I recently spoke with Shoaib Mufti, YarcData Vice President of R&D, about Big Data and Semantic Web technology. YarcData is Cray subsidiary, accustomed to crunching lots of data. YarcData recently joined W3C.
Ian: Why did YarcData join W3C?
SM: YarcData has products, including the Urika data appliance, for manipulating graphs. Instead of reinventing the wheel, we found benefits in existing standards. We also decided to contribute to the significant semantic effort at W3C.
Ian: How do you see Big Data relating to the Semantic Web?
SM: We think that for Big Data you need standards, and that linked data standards fit the bill. What’s exciting is the opportunity to find in data something of value that was non-obvious. For this you need tools to join terms, reason and inference, and query. These are the fundamentals for getting value from big data. There are open standards for these capabilities, so we have moved away from proprietary solutions.
Ian: Let’s start with a story.
SM: One of our customers is in the financial sector. They are very interested in understanding how changes in one part of their portfolio affect the rest of their portfolio. For example, if a company goes bankrupt, what is the downstream effect on other assets in a mutual fund? What happens to the companies that depended on the now bankrupt company? How should the financial institution reorganize its portfolio based on these events?

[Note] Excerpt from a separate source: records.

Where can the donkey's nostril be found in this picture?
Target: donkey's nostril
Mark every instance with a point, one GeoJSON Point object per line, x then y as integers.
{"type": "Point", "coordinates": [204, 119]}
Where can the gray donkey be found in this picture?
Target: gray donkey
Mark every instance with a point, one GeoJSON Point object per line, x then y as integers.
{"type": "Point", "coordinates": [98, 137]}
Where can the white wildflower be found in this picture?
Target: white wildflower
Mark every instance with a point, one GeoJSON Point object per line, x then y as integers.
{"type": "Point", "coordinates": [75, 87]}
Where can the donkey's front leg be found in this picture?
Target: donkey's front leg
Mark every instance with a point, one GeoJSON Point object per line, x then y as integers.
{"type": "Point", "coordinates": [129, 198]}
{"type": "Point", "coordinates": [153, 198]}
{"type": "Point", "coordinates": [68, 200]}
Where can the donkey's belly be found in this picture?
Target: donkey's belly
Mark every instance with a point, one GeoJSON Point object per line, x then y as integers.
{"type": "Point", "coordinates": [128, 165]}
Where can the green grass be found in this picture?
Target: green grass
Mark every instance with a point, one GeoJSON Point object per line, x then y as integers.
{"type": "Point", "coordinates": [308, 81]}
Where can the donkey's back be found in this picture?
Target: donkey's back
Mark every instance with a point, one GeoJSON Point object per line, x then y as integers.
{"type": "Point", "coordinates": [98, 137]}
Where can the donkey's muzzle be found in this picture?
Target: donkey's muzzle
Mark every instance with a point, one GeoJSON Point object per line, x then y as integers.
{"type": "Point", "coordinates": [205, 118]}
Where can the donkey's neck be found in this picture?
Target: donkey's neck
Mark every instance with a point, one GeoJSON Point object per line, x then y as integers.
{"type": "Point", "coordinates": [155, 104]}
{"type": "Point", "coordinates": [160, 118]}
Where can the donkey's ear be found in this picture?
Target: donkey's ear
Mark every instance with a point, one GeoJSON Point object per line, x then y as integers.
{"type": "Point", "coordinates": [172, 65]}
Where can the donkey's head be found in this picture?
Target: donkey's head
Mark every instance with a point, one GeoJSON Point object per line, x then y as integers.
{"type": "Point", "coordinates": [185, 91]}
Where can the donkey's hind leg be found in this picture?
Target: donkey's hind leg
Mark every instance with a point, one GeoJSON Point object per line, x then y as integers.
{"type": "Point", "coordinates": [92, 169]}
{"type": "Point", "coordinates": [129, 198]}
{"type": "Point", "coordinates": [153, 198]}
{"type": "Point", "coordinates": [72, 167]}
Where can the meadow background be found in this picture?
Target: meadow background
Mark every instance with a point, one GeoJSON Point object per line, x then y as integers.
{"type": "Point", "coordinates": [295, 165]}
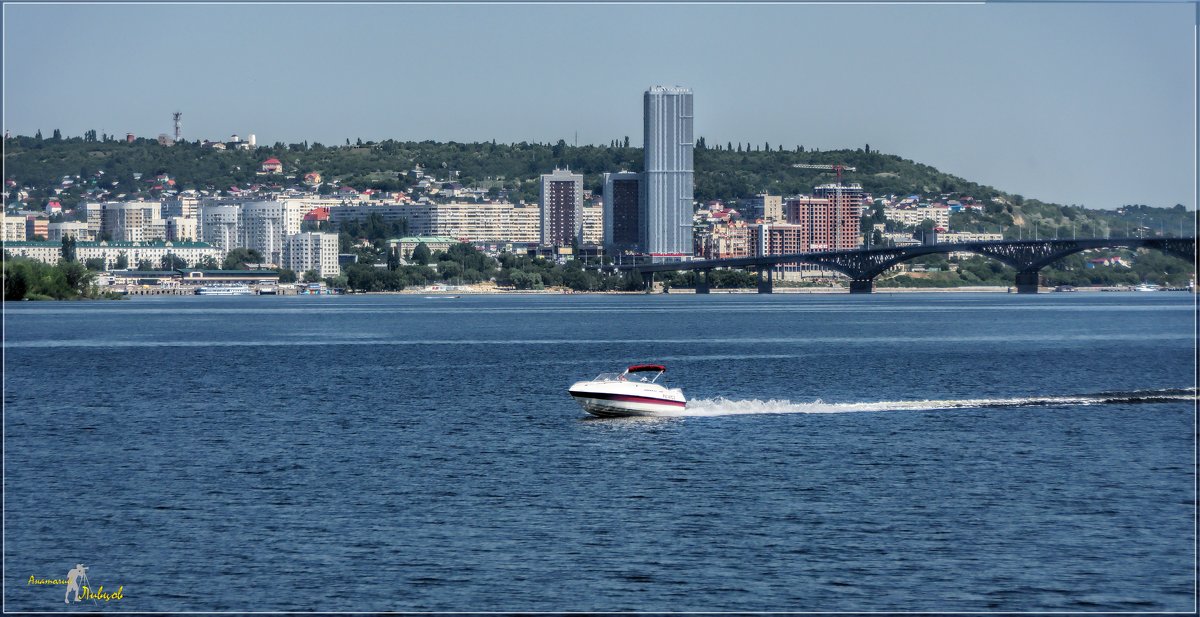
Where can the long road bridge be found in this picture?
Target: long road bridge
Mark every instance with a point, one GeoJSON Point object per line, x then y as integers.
{"type": "Point", "coordinates": [864, 264]}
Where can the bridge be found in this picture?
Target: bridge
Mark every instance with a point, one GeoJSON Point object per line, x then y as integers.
{"type": "Point", "coordinates": [862, 265]}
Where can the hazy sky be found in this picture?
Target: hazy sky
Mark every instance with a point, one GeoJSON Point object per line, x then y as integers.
{"type": "Point", "coordinates": [1086, 103]}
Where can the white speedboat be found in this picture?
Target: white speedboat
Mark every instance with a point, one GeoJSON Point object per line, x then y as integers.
{"type": "Point", "coordinates": [631, 393]}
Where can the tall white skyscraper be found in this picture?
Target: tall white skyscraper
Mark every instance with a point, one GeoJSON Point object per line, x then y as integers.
{"type": "Point", "coordinates": [665, 217]}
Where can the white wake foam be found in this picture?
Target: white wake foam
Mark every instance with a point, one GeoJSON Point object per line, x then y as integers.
{"type": "Point", "coordinates": [721, 406]}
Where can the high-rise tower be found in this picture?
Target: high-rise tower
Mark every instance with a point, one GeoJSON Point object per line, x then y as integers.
{"type": "Point", "coordinates": [622, 199]}
{"type": "Point", "coordinates": [562, 208]}
{"type": "Point", "coordinates": [666, 213]}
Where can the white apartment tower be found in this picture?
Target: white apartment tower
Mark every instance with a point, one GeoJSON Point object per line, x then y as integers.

SM: The first challenge the financial institution faces is data integration. They want to integrate public and private data, in large amounts. Because the market moves quickly and the financial stakes are enormous, they need fast integration. They cannot afford to wait months for the results of an analysis.
SM: The second challenge relates to query. They have multiple questions to ask over 50 billion triples, and they need to reduce the cost of running those queries. This particular company identified some “forbidden queries” they would lead to a huge performance hit on their servers.
Ian: How did Semantic Web technology help?
SM: It makes them less dependent on database optimization. RDF and SPARQL are schema-less, which makes it much faster and easier to ask ad-hoc questions without the performance hit. The flexibility to do ad-hoc queries efficiently has given this company a big competitive advantage.
SM: The story doesn’t end there. Although their initial interest concerned portfolio optimization, the company found another use for the technology. There are legal penalties and public relations nightmares around insider trading. Detecting insider trading is challenging and can happen in many ways (such as someone providing a friend with insider information). This financial institution realized they could use Semantic Web technology to detect insider trading effectively and improve compliance.
Ian: This is the second time in a recent months people have told me about Semantic Web technology and compliance; see my interview with Paul Groth and Luc Moreau.
SM: That example of serendipity is not unique. In 2012 we held a contest — the YarcData Graph Analytics Challenge — for people to solve some Big Data graph problems. The winners, from The Institute for Systems Biology (ISB), studied drug repurposing.
Ian: What is drug repurposing?
SM: I’ll explain with an example: Viagra. Viagra was originally developed for managing heart problems. The trials revealed an interesting side effect. And so the drug was repurposed.
Ian: Yay, science!
SM: Drug companies realize that for a number of “failed” projects, there are great opportunities to repurpose the drugs. Our contest winners studied some data sets and found that a particular HIV drug could be repurposed to treat breast cancer. By querying diverse data sets from research literature and clinical trials, they were able to find a common pathway. The whole project took about six weeks, which is astonishing compared to the usual time it takes to develop a drug. What’s more, FDA approval time for repurposed drugs is much shorter than for new drugs.
Ian: How have these technologies benefited YarcData?
SM: First, in cost savings. We can use software available in the ecosystem instead of writing proprietary utilities. For instance, we used to convert relational data to graphs with a proprietary tool; now we can use something like d2r. There are many such tools, related to inference and other capabilities.
SM: The second benefit is value. RDF is simpler than our former custom format, and this has made data integration both simpler and faster for us. One of our engineers ran a data integration project using other techniques; the integration required several months. With RDF it took a week. And, we can more easily reuse existing data sets.
SM: I think many organizations face similar data integration challenges. In the enterprise, people use a bunch of heterogeneous systems: email, plain text, unstructured data, and structured data. Managing all of the data is a big challenge for any organization.
Ian: Do any of your customers choose to migrate to RDF after you’ve worked with them?
SM: Absolutely. People use our appliance on premises since much of their data is sensitive for them. We work with them to convert their data to RDF, which we feed to our appliance. They see firsthand our efficient conversion process and how fast we can do integration. One large clinic with a lot of unstructured data in data warehouses was so impressed they issued a directive that any new data they create will be available in RDF. Once people understand the simplicity, they say “Let’s make this the way we do things going forward.” Only a few of our customers are doing this now, but we see it increasing.
Ian: Which industries do you see adopting RDF?
SM: I think the farthest along is life sciences, then financial, and then US government.
Ian: Shoaib, thank you very much for sharing those stories!